Conversation with the First Chinese TOC about How Dragonfly Became a CNCF Incubation Project
On April 10, 2020, the Cloud-Native Computing Foundation (CNCF) Technical Oversight Committee (TOC) voted to promote Dragonfly, an open-source project from China, to a CNCF incubation project. Dragonfly had become the third Chinese project to enter the CNCF incubation phase after Harbor and TiKV.
Founded in July 2015, CNCF is one of the important open-source organizations under the Linux Foundation. Focusing on microservices, DevOps, continuous delivery, and containerization, CNCF is committed to maintaining and integrating open-source cloud-native technologies to support the orchestration of containerized microservice applications.
Currently, CNCF has more than 300 member companies, including AWS, Azure, Google, Alibaba Cloud, and other mainstream global cloud computing vendors. The CNCF TOC is composed of 11 representatives with profound technical knowledge and extensive industry background. They provide technical leadership for the cloud-native community.
Today Cloud has become a public infrastructure, and cloud-native is considered to be the 2.0 standard for cloud computing technologies. Therefore, CNCF is the leader in the development of cloud-native technologies and plays an important role in the industry. How did the Dragonfly project become a CNCF incubation project? And what role does Dragonfly play in the cloud-native technological ecosystem? To get an insight into the Dragonfly project and the current development of cloud-native technologies in China, we interviewed Li Xiang, the first Chinese member of the CNCF TOC, and a senior technical expert at Alibaba Cloud. He shared some relevant information on CNCF and Dragonfly.
About CNCF and TOC
CNCF is one of the most influential open-source organizations and Li Xiang is one of the 11 representatives in the TOC. According to Li Xiang, the CNCF is essentially a project-centered foundation, whose goal is to absorb better projects and then attract more end-users through those projects. With more and more customers using CNCF projects, vendors will integrate these open-source projects into products or cloud services for customers to use at lower costs and higher efficiency. This helps the entire cloud-native ecosystem form a closed loop of healthy development.
CNCF hopes to connect foundations, developers, and vendors through projects. Therefore, the core goal of TOC is to collect the best and most suitable projects in accordance with the foundation’s cloud-native concepts. Hence, Li Xiang’s main job is to find the best projects, just like a talent scout.
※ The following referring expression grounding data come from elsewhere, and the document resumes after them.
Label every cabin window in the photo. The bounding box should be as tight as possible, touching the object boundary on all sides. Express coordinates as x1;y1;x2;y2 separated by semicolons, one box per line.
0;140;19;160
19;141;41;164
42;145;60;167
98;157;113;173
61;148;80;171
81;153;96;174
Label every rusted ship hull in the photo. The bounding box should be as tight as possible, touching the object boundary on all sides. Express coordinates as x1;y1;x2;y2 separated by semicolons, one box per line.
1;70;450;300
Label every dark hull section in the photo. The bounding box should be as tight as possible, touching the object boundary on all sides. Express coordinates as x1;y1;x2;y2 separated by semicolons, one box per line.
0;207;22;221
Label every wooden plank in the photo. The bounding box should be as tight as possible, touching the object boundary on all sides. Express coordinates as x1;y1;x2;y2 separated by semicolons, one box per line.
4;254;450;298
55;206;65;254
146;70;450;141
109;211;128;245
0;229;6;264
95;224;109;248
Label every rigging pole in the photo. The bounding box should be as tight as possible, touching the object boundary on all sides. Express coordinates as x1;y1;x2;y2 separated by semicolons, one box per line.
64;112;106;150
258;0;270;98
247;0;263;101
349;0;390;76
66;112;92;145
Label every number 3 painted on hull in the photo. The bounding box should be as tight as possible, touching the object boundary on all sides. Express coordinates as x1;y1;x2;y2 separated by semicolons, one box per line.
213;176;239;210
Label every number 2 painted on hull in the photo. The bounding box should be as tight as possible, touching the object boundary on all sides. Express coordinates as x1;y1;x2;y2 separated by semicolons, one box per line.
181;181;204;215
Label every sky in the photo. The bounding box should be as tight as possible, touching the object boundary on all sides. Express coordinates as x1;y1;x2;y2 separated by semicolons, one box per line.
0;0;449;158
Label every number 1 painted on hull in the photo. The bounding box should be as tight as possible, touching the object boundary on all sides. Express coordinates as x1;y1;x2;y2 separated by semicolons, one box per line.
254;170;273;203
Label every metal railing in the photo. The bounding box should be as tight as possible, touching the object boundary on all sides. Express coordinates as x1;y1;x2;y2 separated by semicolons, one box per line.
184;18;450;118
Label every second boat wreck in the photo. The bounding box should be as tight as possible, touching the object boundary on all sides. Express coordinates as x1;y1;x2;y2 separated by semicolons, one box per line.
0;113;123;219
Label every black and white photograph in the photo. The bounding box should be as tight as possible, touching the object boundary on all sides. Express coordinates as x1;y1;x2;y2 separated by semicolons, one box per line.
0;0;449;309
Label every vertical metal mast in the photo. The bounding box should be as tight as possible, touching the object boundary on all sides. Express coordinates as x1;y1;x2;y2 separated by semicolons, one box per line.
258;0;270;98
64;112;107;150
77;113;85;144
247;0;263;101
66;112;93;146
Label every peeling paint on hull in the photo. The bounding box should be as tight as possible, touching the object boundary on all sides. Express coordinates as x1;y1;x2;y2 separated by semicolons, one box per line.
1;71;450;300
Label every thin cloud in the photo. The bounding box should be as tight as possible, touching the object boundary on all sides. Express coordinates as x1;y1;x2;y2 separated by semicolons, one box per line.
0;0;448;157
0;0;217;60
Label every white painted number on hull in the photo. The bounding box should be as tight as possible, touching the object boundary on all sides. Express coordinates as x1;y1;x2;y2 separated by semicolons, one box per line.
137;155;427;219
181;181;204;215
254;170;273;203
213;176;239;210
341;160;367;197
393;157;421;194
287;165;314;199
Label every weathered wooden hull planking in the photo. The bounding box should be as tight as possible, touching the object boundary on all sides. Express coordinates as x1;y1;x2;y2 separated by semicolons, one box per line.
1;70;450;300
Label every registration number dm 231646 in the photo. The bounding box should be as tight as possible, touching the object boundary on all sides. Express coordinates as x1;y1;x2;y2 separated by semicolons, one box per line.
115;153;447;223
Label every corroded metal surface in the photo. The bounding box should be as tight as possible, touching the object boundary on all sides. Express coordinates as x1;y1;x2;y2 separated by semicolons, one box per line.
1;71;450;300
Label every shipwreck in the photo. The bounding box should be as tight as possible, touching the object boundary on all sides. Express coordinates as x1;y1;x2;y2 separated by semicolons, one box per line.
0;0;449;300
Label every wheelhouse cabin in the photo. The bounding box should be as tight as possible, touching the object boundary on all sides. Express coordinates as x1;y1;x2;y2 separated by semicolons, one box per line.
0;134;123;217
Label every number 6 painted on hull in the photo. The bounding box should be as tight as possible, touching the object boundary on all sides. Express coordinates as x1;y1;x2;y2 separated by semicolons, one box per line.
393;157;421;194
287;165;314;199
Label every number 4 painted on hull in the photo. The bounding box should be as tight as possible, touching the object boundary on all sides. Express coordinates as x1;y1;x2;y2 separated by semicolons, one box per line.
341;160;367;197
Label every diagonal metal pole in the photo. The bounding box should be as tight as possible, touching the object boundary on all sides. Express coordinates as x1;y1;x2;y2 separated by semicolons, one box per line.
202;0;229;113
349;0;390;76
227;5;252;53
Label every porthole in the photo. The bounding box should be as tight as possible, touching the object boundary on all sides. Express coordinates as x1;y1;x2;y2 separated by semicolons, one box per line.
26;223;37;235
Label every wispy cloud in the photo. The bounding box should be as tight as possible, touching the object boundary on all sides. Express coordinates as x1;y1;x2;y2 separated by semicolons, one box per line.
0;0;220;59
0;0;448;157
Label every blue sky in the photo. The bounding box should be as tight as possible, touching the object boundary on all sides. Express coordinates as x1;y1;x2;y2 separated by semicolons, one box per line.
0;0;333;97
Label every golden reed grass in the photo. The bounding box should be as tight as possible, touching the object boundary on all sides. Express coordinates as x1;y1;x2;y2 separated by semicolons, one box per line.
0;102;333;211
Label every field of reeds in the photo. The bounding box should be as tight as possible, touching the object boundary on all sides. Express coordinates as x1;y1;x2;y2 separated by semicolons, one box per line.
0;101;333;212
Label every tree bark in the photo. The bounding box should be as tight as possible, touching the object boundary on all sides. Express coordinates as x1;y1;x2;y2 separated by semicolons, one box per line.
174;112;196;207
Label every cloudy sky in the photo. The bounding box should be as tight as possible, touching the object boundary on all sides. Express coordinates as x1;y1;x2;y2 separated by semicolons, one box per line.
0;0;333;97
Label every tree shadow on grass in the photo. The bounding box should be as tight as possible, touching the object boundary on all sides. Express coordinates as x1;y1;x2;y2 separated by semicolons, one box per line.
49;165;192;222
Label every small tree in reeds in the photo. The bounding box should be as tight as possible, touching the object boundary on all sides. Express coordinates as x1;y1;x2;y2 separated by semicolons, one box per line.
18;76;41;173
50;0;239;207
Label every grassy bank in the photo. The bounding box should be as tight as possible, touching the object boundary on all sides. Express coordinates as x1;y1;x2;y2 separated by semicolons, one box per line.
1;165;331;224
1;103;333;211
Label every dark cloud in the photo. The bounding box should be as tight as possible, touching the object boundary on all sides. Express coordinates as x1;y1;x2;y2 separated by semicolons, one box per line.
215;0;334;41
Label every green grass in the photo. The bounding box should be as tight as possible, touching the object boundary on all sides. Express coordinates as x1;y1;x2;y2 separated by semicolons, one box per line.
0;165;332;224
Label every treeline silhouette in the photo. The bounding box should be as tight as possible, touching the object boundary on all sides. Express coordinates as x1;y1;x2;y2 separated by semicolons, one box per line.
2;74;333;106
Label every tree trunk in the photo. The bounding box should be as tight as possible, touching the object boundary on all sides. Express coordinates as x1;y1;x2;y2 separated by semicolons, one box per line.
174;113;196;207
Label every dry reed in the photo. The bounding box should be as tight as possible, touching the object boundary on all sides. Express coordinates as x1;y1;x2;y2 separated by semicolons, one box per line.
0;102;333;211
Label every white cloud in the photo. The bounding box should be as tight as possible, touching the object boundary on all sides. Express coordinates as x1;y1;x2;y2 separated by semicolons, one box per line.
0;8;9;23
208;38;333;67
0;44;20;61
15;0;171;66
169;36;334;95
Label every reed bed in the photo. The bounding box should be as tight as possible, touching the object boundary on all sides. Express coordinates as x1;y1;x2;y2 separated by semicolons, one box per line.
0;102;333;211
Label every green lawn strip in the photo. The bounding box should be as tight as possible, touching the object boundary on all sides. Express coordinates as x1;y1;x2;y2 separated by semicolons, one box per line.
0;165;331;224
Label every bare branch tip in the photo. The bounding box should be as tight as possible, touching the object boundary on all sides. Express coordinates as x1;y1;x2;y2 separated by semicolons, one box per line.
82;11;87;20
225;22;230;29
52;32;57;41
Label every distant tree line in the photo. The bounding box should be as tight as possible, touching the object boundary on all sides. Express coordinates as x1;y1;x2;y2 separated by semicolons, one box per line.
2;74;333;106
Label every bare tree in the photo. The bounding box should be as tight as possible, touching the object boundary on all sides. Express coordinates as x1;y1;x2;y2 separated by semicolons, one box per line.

Li Xiang also introduced the project promotion mechanism within CNCF. Each CNCF project needs to go through three stages: sandbox, incubation, and graduation.
The sandbox stage means the early stage of development. Each TOC member will look for some potential projects, provide them with suggestions, and promote them into the sandbox stage. Unlike the Linux foundation, which has been developing for more than a decade, the CNCF foundation still needs to define some standards and processes. For example, what exactly does a sandbox-stage project mean? What is the process for entering the sandbox stage? How can a project enter the incubation stage from the sandbox stage? What is its standard? Defining these standards and processes is the responsibility of TOC. Therefore, Li Xiang has spent a lot of time on it.
In addition, TOC has other aspects to take care, for example, how to allocate the limited resources of CNCF to ensure that the foundation is project-centered, and how to not only keep CNCF innovative but also maintain its concept of advancement, neutrality, and cloud-native while absorbing a large number of projects.
What Is Dragonfly?
Dragonfly mainly resolves the image distribution problems in Kubernetes-based distributed application orchestration systems. The Dragonfly architecture solves four major challenges: large-scale image downloading, long-distance transmission, bandwidth cost control, and secure transmission.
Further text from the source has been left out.